Brain vs transformer

Comparing brains and transformers is fashionable and usually done badly. Here is a careful comparison along the axes that actually matter, with honest acknowledgement of where we don't know.

Scale and compute

The human brain has roughly 86 billion neurons and 100–500 trillion synapses, running at about 20 watts. Estimates of its raw compute throughput vary by orders of magnitude — from 10^14 to 10^20 operations per second — depending on what counts as an 'operation'.

Frontier transformers in 2026 have 10^12 to low 10^13 parameters and run on data-centre clusters drawing megawatts. The energy gap is the most striking single comparison: brains are roughly six orders of magnitude more energy-efficient at their job than current AI is at its.

Plasticity

Brains learn continuously, online, mostly with local rules. Transformers learn offline in massive training runs and are then frozen at inference time. In-context learning and on-the-fly fine-tuning are very limited substitutes.

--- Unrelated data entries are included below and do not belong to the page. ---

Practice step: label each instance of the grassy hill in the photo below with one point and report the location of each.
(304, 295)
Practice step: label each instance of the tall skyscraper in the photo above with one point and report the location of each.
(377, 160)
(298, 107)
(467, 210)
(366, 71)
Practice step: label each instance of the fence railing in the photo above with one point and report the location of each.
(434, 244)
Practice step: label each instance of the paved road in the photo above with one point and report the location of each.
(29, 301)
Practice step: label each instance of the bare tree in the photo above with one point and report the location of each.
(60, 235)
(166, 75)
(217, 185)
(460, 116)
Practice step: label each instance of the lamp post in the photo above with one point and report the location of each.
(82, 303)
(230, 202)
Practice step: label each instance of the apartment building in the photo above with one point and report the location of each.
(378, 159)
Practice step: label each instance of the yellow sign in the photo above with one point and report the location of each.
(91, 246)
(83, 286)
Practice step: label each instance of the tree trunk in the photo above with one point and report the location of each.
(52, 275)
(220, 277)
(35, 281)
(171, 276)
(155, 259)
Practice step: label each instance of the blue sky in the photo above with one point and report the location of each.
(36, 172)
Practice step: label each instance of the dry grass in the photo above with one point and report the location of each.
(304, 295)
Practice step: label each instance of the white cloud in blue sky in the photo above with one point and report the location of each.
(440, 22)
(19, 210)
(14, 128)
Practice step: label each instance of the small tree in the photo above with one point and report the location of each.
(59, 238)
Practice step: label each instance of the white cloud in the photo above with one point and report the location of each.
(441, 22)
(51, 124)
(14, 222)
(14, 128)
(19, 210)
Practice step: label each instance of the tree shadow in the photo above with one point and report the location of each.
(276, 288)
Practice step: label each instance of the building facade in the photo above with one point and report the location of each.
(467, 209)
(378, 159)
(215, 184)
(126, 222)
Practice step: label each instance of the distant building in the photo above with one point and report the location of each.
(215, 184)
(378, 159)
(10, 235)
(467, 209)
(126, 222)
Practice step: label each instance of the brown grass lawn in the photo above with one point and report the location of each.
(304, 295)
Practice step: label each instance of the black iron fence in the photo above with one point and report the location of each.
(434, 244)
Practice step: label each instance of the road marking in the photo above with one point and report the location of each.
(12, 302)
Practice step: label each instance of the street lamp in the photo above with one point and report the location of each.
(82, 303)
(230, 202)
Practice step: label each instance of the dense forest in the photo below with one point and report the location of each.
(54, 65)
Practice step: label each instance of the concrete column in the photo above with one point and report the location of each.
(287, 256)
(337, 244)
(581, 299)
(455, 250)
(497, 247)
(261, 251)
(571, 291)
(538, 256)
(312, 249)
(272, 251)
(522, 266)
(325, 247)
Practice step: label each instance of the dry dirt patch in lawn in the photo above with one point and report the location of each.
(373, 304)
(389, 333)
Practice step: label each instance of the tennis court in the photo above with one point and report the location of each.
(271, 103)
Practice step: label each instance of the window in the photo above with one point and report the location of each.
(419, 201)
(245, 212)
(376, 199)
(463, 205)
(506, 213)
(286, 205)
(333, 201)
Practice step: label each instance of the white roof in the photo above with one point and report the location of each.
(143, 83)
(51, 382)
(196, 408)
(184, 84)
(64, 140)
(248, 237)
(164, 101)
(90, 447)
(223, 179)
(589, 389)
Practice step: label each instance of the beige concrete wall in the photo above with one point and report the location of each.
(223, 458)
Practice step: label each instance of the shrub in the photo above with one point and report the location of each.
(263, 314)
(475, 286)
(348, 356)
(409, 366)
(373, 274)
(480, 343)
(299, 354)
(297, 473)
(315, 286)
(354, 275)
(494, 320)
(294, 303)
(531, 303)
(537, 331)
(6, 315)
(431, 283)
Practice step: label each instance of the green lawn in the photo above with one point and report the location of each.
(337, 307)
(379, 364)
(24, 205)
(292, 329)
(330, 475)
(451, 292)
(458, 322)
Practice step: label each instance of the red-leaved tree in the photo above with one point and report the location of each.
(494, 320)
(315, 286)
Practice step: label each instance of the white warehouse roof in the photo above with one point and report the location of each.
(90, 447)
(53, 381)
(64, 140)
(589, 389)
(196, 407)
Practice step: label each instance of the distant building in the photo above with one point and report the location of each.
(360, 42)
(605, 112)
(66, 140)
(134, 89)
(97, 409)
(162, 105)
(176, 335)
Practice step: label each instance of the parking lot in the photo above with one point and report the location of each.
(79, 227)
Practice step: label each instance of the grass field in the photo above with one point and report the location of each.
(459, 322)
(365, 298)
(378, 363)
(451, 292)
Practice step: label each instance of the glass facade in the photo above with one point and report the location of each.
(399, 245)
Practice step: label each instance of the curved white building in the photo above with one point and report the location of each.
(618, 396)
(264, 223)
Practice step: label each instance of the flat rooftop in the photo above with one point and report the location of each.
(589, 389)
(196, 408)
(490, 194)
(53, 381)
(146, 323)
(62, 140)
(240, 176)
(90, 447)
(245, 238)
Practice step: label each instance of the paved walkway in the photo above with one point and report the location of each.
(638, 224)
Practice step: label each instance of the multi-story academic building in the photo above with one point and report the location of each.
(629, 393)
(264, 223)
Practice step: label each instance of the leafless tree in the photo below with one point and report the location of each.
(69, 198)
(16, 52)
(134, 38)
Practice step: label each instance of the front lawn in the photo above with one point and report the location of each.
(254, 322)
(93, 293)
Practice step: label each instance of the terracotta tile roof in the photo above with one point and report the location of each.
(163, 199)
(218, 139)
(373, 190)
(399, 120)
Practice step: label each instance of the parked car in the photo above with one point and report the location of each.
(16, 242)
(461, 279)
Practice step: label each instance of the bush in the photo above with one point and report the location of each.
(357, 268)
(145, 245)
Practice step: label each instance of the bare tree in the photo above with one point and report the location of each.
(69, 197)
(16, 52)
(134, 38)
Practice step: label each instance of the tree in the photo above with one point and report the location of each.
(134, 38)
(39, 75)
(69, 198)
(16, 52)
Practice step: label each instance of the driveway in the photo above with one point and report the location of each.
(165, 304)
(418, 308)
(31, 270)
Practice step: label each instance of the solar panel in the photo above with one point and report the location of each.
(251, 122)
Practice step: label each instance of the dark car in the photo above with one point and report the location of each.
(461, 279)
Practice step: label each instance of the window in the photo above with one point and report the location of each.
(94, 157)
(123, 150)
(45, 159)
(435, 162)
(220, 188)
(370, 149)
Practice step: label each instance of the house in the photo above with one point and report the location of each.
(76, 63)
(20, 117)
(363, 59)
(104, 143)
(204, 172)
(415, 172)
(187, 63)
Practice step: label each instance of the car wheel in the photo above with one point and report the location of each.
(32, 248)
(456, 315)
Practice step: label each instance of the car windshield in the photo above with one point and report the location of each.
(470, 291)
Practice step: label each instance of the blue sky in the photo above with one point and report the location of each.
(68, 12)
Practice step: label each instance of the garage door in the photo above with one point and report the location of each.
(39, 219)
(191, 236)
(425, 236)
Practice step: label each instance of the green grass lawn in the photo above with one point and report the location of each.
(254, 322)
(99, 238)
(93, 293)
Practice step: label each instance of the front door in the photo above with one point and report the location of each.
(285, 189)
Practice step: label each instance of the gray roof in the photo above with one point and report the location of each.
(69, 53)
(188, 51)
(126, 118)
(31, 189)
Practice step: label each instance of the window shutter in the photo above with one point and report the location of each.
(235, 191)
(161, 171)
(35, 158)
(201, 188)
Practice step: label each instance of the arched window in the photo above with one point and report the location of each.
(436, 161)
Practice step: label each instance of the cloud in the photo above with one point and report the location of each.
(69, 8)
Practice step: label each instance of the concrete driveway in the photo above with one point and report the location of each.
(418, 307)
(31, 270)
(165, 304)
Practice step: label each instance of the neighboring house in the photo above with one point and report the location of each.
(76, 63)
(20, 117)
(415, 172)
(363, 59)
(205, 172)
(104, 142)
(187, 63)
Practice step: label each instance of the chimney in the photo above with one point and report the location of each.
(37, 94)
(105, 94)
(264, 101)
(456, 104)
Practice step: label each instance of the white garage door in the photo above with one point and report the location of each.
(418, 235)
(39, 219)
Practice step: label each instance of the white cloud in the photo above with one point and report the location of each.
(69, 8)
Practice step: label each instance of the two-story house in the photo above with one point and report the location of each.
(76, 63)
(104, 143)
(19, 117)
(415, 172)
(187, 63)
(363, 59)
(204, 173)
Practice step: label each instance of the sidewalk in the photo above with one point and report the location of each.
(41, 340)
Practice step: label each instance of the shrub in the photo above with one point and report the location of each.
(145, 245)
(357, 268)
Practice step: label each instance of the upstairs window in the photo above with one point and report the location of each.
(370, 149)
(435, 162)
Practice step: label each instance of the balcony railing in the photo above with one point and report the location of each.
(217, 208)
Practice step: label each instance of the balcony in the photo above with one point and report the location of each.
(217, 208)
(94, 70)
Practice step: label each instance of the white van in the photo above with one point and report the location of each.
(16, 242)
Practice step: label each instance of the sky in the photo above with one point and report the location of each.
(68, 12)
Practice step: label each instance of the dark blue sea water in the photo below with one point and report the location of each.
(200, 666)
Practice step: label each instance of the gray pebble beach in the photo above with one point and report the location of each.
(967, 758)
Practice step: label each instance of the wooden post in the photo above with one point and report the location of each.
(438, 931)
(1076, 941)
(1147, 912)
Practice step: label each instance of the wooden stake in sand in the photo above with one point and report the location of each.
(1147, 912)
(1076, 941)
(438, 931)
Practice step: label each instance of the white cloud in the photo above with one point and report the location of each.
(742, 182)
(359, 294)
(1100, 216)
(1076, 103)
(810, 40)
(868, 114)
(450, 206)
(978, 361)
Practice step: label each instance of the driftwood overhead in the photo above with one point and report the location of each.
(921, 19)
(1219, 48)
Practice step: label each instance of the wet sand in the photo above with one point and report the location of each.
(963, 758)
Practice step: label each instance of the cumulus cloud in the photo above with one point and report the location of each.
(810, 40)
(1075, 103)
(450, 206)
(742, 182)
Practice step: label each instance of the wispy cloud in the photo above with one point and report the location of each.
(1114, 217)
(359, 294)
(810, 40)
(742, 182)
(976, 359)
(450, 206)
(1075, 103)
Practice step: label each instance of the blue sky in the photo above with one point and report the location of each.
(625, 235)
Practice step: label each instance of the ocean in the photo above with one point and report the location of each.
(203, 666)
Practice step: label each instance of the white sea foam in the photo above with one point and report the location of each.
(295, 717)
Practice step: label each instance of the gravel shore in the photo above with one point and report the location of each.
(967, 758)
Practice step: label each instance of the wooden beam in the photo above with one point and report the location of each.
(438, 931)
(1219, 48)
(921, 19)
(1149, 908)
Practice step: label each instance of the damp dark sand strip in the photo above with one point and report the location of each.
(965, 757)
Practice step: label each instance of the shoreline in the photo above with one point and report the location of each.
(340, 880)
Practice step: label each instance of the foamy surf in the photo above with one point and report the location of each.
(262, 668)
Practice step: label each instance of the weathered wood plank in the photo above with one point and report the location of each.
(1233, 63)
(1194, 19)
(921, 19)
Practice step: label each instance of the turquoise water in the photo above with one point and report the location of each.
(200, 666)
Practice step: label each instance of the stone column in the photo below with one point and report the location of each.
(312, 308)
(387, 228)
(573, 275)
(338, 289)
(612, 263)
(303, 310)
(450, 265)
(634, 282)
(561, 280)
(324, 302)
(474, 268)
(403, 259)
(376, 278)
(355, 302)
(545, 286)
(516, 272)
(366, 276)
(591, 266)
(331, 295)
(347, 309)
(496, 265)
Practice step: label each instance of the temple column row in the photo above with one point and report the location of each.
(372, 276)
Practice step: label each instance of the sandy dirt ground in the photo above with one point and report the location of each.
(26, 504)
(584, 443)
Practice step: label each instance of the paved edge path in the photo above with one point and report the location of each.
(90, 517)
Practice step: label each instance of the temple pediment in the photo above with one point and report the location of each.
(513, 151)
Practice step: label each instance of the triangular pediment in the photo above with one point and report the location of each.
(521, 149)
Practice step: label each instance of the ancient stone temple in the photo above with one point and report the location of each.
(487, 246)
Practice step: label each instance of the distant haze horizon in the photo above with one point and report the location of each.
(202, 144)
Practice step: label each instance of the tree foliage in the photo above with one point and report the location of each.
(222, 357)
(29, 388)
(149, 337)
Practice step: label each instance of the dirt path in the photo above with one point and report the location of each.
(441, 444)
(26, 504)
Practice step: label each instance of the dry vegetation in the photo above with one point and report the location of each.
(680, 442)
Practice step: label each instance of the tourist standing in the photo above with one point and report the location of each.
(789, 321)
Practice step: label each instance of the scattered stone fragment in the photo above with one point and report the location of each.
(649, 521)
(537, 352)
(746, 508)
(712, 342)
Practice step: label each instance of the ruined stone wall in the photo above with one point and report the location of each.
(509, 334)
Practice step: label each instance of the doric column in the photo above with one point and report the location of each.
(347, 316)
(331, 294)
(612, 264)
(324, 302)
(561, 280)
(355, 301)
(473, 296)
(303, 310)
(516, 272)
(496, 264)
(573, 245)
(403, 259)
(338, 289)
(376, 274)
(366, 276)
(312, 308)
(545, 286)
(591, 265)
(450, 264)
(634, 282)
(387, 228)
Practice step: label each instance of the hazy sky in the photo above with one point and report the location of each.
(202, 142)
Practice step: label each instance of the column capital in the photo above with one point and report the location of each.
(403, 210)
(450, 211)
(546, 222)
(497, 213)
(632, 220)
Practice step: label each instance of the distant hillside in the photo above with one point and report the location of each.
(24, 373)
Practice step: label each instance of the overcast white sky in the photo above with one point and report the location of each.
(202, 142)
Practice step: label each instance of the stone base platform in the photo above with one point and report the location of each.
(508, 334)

Continual learning without catastrophic forgetting is unsolved for large models and routine for brains.

Architecture

Transformers are wide, shallow, and feed-forward (with attention). Brains are deeply recurrent: cortical regions feed back to one another extensively. Recurrence supports persistent activity, dynamic gating, and time-extended computation that current transformer architectures fake with autoregressive token generation.

Mixture-of-experts and state-space architectures are quietly importing some of these biological features.

Sample efficiency

A child sees roughly 10–100 million words in the first decade of life. Frontier LLMs train on trillions. The gap is real and large. Brains close it by combining strong inductive priors, embodied multi-modal experience, active exploration, and episodic memory.

AI is starting to address each of these: better pretraining curricula, multimodal training, agentic data collection, and retrieval. None of it has closed the gap by more than a few orders of magnitude.

What this comparison does and doesn't tell us

The fact that brains beat transformers on energy, sample efficiency, and continual learning does not mean transformers are a dead end. It does mean current architectures will need substantial extensions before they match biology on those axes.

It also means brute-force scaling alone is an expensive bet. Most serious AGI roadmaps now combine scale with architectural and algorithmic innovation.

Key terms

Parameter: A learnable weight in an artificial neural network.
Inference: Running a trained model on new input; not learning.
Continual learning: Learning new tasks without forgetting old ones.
Recurrence: Neural connections that loop back, enabling time-extended computation.
Mixture-of-experts: Architecture where only a sparse subset of parameters fires per token.

Connects to AGI

The brain is the only existing general intelligence. It does not dictate how AGI must be built, but it does set hard reference points that any candidate AGI architecture should at least try to match or transcend.